Mr Rostow's ideas matched the mood of the Kennedy administration. It fitted with liberal notions of ending poverty at home and devising a welfareish state. Kennedy declared the 1960s the “decade of development”, and Mr Rostow was allowed to try out his ideas.

He became particularly concerned with South-East Asia. South Vietnam was getting American aid, and prospering. But it was being undermined by guerrillas infiltrating from communist North Vietnam. If the South fell, Mr Rostow feared that a series of countries would topple like dominoes into the communist grasp: Cambodia, Thailand, Malaysia and Singapore. His remedy was that the United States should use force to rid South Vietnam of guerrillas to allow the country to continue to develop successfully. It was this policy, seemingly carefully thought-out, that dragged America deeper and deeper into what came to be called the Vietnam war.
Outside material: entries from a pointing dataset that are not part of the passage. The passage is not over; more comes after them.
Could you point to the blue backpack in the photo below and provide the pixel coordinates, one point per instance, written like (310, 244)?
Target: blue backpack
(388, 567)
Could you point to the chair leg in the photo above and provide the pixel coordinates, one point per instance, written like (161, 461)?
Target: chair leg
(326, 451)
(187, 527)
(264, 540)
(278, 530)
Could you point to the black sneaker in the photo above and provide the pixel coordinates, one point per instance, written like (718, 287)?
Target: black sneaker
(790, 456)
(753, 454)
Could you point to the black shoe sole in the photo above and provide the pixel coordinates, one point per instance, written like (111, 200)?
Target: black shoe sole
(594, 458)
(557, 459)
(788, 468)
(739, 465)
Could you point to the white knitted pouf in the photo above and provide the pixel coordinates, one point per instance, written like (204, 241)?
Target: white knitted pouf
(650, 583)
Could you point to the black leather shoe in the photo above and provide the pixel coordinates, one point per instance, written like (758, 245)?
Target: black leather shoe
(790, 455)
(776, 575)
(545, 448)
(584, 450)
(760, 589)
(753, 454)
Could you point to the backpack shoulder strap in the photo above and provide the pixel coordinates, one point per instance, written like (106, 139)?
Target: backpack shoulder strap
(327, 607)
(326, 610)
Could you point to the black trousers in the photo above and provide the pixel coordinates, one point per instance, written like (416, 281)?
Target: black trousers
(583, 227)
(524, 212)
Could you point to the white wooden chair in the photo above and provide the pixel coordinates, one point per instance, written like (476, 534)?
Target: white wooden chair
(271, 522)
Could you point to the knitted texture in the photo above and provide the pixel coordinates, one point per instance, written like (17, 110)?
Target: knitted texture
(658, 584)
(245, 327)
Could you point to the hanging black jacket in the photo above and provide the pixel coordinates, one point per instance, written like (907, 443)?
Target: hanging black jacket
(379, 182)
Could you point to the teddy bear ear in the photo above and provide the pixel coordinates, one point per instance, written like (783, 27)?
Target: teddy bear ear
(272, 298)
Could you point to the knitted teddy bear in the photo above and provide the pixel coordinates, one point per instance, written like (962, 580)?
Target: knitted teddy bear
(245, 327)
* In the Financial Times, John Micklethwait and Adrian Wooldridge (here) ask whether the joint-stock company has been a blessing or a curse. I can't tell whether this piece is an excerpt from a forthcoming book or an appetizer for it.

What is going on? Seen from a broad historical perspective, two things stand out. The first is that the current wave of anger against companies is completely normal – even a healthy thing. The second is that the company’s gainsayers – particularly the anti-global crew – are wrong: the company has been an institution that has changed the world enormously for the better. Indeed, it has been the secret of the west’s success.

* I missed this first time around, but NRO, bless them, has had the inspiration to run it again: Catesby Leigh's review of the WTC proposals, here. Have you read Leigh before? Stuffy and prissy, but also terrific: he makes the humanist/classicist case quite beautifully. Give the man a merit badge for being the anti-Herbert Muschamp.

Are you as amazed as I am by how much high-quality professional writing is available on the Web for free? There's a ton of classy, fresh-from-the-oven stuff out there -- from the Economist, from Newsweek, the Financial Times, the New York Times, the Telegraph, and so many other outfits. Can this really make financial sense for these organizations? And can they really go on handing their goodies out for nothing?

Well, might as well enjoy the pickings while they're good and free.